I suppose that PropertyPlaceholderConfigurers work on a per container basis, so you can't achieve this with xml imports.
Re The application would have two beans named a and b now available with the same definition but as distinct instances
I think you should consider creating additional application contexts(ClassPathXmlApplicationContext for example) manually, using your current application context as the parent application context.
So your many objects created with interdependencies sets will reside in its own container each.
However, in this case you will not be able to reference b-beans from a-container.
update you can postprocess the bean definitions(add new ones) manually by registering a BeanDefinitionRegistryPostProcessor specialized bean, but this solution also does not seem to be easy.
OK, here's my rough attempt to import xml file manually:
disclaimer: I'm very bad java io programmer actually so double check the resource related code :-)
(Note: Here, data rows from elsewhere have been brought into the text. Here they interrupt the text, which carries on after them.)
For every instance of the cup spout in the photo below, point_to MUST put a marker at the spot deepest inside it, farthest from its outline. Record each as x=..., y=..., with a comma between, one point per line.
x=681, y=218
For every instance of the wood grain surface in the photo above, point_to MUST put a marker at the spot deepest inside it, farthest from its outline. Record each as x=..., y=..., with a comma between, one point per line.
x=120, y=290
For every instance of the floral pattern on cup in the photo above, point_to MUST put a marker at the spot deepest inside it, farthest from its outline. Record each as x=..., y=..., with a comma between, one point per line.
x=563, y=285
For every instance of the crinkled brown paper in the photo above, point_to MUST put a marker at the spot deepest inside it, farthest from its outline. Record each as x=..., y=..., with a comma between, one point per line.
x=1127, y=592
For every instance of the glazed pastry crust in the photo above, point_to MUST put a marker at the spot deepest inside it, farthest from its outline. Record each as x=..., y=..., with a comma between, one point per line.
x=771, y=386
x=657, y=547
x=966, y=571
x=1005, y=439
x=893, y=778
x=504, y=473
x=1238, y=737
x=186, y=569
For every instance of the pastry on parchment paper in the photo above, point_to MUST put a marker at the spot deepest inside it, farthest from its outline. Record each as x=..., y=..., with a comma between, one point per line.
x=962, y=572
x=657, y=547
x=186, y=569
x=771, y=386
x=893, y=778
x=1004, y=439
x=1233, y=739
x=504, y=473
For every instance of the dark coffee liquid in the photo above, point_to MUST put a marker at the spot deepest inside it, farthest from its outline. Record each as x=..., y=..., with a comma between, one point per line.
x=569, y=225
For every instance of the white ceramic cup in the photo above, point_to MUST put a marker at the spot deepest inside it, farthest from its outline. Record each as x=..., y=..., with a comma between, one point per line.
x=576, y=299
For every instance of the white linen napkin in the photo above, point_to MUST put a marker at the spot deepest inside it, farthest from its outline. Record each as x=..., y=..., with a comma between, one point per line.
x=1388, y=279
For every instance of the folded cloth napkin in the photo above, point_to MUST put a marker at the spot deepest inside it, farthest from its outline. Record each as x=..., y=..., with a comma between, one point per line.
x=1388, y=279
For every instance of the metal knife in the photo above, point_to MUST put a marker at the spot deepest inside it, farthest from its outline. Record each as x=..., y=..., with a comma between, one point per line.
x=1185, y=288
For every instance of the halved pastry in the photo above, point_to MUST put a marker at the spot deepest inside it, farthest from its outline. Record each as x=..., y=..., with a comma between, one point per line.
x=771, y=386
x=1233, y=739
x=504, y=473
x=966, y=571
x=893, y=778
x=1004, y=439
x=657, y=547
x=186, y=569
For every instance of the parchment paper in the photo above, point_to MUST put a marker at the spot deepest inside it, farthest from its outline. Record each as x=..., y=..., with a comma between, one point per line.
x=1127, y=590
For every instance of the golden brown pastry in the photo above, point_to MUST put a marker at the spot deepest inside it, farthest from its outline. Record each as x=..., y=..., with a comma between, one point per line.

public class CustomXmlImporter implements BeanDefinitionRegistryPostProcessor {
#Override
public void postProcessBeanFactory(
ConfigurableListableBeanFactory beanFactory) throws BeansException {
}
private Map<String, String> properties;
public void setProperties(Map<String, String> properties) {
this.properties = properties;
}
public Map<String, String> getProperties() {
return properties;
}
private void readXml(XmlBeanDefinitionReader reader) {
InputStream inputStream;
try {
inputStream = new ClassPathResource(this.classpathXmlLocation).getInputStream();
} catch (IOException e1) {
throw new AssertionError();
}
try {
Scanner sc = new Scanner(inputStream);
try {
sc.useDelimiter("\\A");
if (!sc.hasNext())
throw new AssertionError();
String entireXml = sc.next();
PropertyPlaceholderHelper helper = new PropertyPlaceholderHelper("${",
"}", null, false);
Properties props = new Properties();
props.putAll(this.properties);
String newXml = helper.replacePlaceholders(entireXml, props);
reader.loadBeanDefinitions(new ByteArrayResource(newXml.getBytes()));
} finally {
sc.close();
}
} finally {
try {
inputStream.close();
} catch (IOException e) {
throw new AssertionError();
}
}
}
private String classpathXmlLocation;
public void setClassPathXmlLocation(String classpathXmlLocation) {
this.classpathXmlLocation = classpathXmlLocation;
}
public String getClassPathXmlLocation() {
return this.classpathXmlLocation;
}
#Override
public void postProcessBeanDefinitionRegistry(
BeanDefinitionRegistry registry) throws BeansException {
XmlBeanDefinitionReader reader = new XmlBeanDefinitionReader(registry);
readXml(reader);
}
}
XML configuration:
<bean class="CustomXmlImporter">
<property name="classPathXmlLocation" value="a.xml" />
<property name="properties">
<map>
<entry key="key" value="a" />
</map>
</property>
</bean>
<bean class="CustomXmlImporter">
<property name="classPathXmlLocation" value="a.xml" />
<property name="properties">
<map>
<entry key="key" value="b" />
</map>
</property>
</bean>
this code loads the resources from classpath. I would think twice before doing something like that, anyway, you can use this as a starting point.